My affinity with Bush – a.k.a. 41 (being the 41st President) – has virtually nothing to do with his politics. It stems from us both being young Navy officers (I, a little older) who served together aboard ships in Task Force 38 in the heat of the America’s naval air war in the Pacific. Bush was a carrier-based pilot of a cumbersome Avenger torpedo-bomber and I a gunnery officer on a destroyer (USS Stephen Potter). We DDs guarded the carriers and one of our missions was to be assigned to rescue downed pilots or crewmen from our fleet. (Once, strangely, we were detached to investigate a downed Japanese pilot bobbing on the sea after being spotted by a scout plane. We located him – his yellow scarf streaming from his helmet – and were approaching to see if he was alive or dead, when suddenly from the ship’s bridge came a burst of machine gun fire, ripping the pilot to shreds. A veteran quartermaster stationed on the bridge had grabbed a Tommy gun kept on the bridge and without saying a word wreaked his own vengeance against a perceived enemy. (Our captain didn’t think well of it, locking the sailor in our makeshift brig.)
Our rescue duty is how Bush and I well could have seen our WWII experience more closely intersected in the broad expanse of the Pacific. Bush’s plane with its three-member crew was hit by AA fire in September, 1944 off Chichi Jima in the Bonin Islands on a bombing raid. Then barely 20 years old (believed to be the youngest commissioned pilot in the Naval Air Corps) Bush bailed out and parachuted into the sea, later picked up by the submarine Finback. His radioman and tail gunner, however, did not survive. It was only one of those quirks of fate that the Potter which was operating in that general area, was not detached to join the search for the Bush plane.

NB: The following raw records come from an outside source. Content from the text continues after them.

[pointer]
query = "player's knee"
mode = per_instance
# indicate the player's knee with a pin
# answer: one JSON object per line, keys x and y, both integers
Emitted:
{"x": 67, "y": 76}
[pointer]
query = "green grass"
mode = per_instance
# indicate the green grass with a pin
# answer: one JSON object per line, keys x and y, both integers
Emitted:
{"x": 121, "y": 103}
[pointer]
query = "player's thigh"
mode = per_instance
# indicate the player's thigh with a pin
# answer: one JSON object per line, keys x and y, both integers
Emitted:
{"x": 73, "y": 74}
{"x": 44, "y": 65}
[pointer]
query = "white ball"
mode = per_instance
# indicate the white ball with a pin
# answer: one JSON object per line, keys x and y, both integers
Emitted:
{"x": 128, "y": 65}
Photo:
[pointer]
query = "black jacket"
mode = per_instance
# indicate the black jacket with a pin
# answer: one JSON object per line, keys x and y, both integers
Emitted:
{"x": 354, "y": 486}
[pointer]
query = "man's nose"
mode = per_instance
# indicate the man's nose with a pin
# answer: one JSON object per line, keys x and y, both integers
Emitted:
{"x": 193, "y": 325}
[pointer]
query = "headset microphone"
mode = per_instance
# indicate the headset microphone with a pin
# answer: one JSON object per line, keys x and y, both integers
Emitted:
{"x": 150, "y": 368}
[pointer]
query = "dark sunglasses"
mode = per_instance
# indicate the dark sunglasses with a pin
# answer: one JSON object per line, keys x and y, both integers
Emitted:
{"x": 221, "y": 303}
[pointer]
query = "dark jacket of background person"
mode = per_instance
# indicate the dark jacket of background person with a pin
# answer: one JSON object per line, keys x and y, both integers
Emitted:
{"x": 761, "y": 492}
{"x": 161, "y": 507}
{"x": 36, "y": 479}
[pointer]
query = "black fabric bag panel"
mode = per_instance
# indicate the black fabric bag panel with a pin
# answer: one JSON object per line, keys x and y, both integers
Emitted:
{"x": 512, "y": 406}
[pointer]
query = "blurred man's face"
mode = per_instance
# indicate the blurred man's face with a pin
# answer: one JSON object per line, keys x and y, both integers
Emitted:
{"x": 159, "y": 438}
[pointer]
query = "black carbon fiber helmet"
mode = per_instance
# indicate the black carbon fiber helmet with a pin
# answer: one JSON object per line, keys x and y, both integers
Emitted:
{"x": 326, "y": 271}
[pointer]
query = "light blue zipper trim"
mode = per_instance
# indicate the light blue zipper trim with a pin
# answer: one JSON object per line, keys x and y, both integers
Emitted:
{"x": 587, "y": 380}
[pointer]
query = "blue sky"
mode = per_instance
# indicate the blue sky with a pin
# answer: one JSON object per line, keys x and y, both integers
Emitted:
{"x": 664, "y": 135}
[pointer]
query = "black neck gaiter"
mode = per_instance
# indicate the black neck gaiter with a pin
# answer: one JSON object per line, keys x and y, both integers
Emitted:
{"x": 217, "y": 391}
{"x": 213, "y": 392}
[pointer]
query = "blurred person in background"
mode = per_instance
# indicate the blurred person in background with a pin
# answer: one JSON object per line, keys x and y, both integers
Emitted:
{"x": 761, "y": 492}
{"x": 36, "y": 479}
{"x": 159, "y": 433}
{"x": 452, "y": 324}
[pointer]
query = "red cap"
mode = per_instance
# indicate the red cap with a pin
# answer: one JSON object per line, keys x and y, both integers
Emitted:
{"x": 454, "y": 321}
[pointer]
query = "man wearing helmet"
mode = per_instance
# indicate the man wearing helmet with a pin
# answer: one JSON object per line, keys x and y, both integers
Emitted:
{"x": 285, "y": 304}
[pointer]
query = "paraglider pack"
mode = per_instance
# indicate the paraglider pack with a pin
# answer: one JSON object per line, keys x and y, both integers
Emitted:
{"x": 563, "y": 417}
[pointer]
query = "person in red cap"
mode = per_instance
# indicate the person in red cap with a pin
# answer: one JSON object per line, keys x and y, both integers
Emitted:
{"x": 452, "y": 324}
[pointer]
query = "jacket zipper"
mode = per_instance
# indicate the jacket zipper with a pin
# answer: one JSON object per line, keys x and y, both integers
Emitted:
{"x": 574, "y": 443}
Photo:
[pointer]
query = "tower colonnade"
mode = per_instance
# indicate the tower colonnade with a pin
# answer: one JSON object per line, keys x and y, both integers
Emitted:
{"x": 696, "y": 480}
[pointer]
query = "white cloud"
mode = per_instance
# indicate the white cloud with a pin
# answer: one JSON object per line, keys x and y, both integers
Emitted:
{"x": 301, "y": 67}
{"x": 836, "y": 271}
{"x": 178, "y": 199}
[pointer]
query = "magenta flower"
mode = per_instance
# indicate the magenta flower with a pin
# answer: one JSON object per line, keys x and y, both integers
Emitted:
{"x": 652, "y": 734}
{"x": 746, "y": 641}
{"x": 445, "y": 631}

That his two crewmen died and he survived doubtless bothered Bush in later years, as he once admitted to a TV interviewer during his successful 1988 presidential race. Although it never became a campaign issue, questions were raised by some writers in Bush’s 1992 reelection bid– especially in an analytical article by Sidney Blumenthal in The New Republic – pointing out that in authorized biographies Bush gave five different accounts of what happened to his two crewmen after his plane was hit over Chichi Jima. In any case, the Navy awarded him the Distinguished Flying Cross for his service.
George Herbert Walker Bush, described by some political writers as perhaps the last Republican moderate who will inhabit the confines of the White House, has been likened to economic and social views held by his late father, Prescott Bush, formerly a Wall Street banker and financier who served in the mid 1950s as U.S. Senator from Connecticut. Prescott Bush had been one of the founders of Planned Parenthood and was a staunch friend and golf partner of President Dwight Eisenhower.
Bush 41 of course, is the father of George W. Bush, known as Bush 43. How differently each of the Bushes dealt with Iraqi dictator Saddam Hussein – the elder Bush during the brief 1991 Persian Gulf War and the son’s 2003 invasion of Iraqi and later armed occupation of the Mideast nation has been spotlighted in recent days by the death of Gen. H. Norman Schwarzkopf, who headed the American-led Gulf War. While Bush 41 under United Nations proclamation halted the pursuit of Hussein after invading Iraqi forces had been ousted from tiny Kuwait in 1991, the younger Bush bypassed the UN Security Council when he ordered massive American military forces to invade Iraq in 2003. While not an outspoken backer of his son’s war of choice, the senior Bush never publicly opposed it as did some of his closest associates from the earlier war.